The medical cost savings were found to pay for SCS therapy in an average of 3.2 to 5.5 years depending on the set of assumptions used in the model. For patients responding well to SCS, payback was within 2.1 years. Over a five year period, it was estimated that $27,970 would be saved with a fully implanted system, while $39,340 was saved using a radio-frequency system.

Conclusion

Patients suffering from serious chronic pain often go from one healthcare provider to another looking for relief. It is the responsibility of all who treat pain, to have the knowledge of all the relevant options; even those that the physician may not be comfortable utilizing. The physician must know when to step back, re-evaluate, and when necessary refer for additional evaluation and treatment. When applied to appropriate patients by trained practitioners, neurostimulation offers substantial long term pain relief, a reduction in narcotic/analgesic use, and improvement of the patient’s activity level and quality of life.8,9,11-14 Neurostimulation is an underutilized therapy option that has been shown to be effective, minimally invasive, reversible, and cost effective. n

Glossary

Battery — Provides power for neurostimulation.

Chronic Pain — Pain that persists for over six months.

Diathermy — Heat therapy neurostimulation patients must avoid.

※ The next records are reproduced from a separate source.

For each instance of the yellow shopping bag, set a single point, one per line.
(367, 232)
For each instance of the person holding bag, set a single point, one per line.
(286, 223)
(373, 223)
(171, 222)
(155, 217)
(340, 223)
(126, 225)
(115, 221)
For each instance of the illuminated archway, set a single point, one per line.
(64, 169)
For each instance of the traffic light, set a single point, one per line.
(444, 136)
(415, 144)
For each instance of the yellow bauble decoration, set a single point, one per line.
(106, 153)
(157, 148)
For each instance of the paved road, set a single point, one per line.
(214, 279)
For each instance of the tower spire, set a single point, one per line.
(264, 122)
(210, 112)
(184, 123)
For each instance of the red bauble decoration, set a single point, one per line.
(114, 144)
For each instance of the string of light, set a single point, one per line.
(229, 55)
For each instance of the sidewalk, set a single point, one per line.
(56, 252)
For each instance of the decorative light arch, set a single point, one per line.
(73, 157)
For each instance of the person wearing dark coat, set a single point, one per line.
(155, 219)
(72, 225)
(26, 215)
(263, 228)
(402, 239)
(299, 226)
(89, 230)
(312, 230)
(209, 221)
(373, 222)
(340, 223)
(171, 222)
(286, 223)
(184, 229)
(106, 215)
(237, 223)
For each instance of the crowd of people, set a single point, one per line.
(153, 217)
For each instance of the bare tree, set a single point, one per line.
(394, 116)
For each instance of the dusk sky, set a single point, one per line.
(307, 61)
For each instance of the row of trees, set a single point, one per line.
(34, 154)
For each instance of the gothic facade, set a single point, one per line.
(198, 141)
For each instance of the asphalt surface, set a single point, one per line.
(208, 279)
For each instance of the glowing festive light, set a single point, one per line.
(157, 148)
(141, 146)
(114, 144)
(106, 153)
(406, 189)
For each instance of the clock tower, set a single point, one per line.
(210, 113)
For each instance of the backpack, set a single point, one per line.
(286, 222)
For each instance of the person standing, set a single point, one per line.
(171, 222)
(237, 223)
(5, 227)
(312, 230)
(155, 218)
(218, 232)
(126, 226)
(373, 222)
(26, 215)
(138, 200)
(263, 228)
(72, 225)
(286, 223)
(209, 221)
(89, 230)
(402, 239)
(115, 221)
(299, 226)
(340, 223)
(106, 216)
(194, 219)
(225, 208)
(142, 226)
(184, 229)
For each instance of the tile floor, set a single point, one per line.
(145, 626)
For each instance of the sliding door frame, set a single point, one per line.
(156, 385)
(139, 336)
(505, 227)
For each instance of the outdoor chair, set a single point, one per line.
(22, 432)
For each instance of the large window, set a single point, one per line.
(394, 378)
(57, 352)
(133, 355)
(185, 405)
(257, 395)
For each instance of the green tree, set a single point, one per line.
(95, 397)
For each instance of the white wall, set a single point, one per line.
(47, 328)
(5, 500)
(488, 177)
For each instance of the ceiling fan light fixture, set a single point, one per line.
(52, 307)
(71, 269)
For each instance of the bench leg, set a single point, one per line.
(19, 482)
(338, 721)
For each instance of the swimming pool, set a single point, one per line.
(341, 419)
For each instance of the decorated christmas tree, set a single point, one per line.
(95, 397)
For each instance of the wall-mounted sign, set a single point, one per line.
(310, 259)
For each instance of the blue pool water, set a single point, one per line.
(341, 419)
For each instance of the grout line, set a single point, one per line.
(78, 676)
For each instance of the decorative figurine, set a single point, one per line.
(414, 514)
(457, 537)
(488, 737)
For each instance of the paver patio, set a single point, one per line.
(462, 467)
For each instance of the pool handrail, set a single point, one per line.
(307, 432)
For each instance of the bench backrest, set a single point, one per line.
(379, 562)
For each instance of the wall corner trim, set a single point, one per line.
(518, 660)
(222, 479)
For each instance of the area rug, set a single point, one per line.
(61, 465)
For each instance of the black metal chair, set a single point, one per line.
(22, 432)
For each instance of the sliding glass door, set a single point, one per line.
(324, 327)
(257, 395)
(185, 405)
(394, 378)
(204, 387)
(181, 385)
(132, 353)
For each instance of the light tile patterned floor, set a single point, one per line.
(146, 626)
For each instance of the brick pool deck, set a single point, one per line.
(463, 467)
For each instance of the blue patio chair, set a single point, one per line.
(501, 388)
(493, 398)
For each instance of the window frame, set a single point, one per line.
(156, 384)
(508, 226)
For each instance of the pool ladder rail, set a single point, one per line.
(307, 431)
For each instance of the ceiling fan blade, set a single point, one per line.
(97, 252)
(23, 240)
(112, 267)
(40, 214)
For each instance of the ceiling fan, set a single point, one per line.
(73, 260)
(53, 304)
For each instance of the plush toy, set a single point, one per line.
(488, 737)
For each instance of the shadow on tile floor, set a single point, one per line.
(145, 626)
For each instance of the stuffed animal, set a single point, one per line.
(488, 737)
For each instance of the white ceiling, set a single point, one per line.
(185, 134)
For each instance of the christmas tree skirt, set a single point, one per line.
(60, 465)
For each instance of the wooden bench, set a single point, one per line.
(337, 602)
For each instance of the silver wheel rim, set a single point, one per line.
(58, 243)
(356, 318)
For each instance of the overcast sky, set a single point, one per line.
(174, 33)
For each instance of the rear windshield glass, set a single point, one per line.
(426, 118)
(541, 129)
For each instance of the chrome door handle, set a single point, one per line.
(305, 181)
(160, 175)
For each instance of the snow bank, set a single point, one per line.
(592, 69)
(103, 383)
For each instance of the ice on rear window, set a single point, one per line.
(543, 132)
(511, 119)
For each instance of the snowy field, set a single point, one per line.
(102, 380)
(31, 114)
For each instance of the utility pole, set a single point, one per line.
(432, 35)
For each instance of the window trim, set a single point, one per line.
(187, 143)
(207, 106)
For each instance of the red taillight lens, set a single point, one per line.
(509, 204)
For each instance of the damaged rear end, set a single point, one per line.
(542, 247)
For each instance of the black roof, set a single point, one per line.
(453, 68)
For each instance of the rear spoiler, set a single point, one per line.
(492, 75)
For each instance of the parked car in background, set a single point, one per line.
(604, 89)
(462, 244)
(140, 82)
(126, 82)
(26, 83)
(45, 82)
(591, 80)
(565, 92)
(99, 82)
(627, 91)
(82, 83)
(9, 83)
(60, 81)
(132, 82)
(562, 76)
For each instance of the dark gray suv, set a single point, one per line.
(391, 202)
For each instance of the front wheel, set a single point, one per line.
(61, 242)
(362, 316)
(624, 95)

Electrode — The end of the lead that transfers electrical impulses to the spinal cord.

Extension — An insulated wire placed under the skin connecting the lead to the neurostimulator or receiver.

Intractable Pain — Pain not responsive to conservative treatment.

Lead — Implantable component that consists of an insulated wire with a set of electrodes through which the electrical stimulation is delivered to the spinal cord or peripheral nerve.

Neuropathic Pain — Pain caused by damage to the nerve tissue.

Acknowledgement

The authors wish to thank Joseph Pagano, PT, Clinical Specialist with the Medtronics Neurological Division, for his invaluable assistance with the preparation of this manuscript.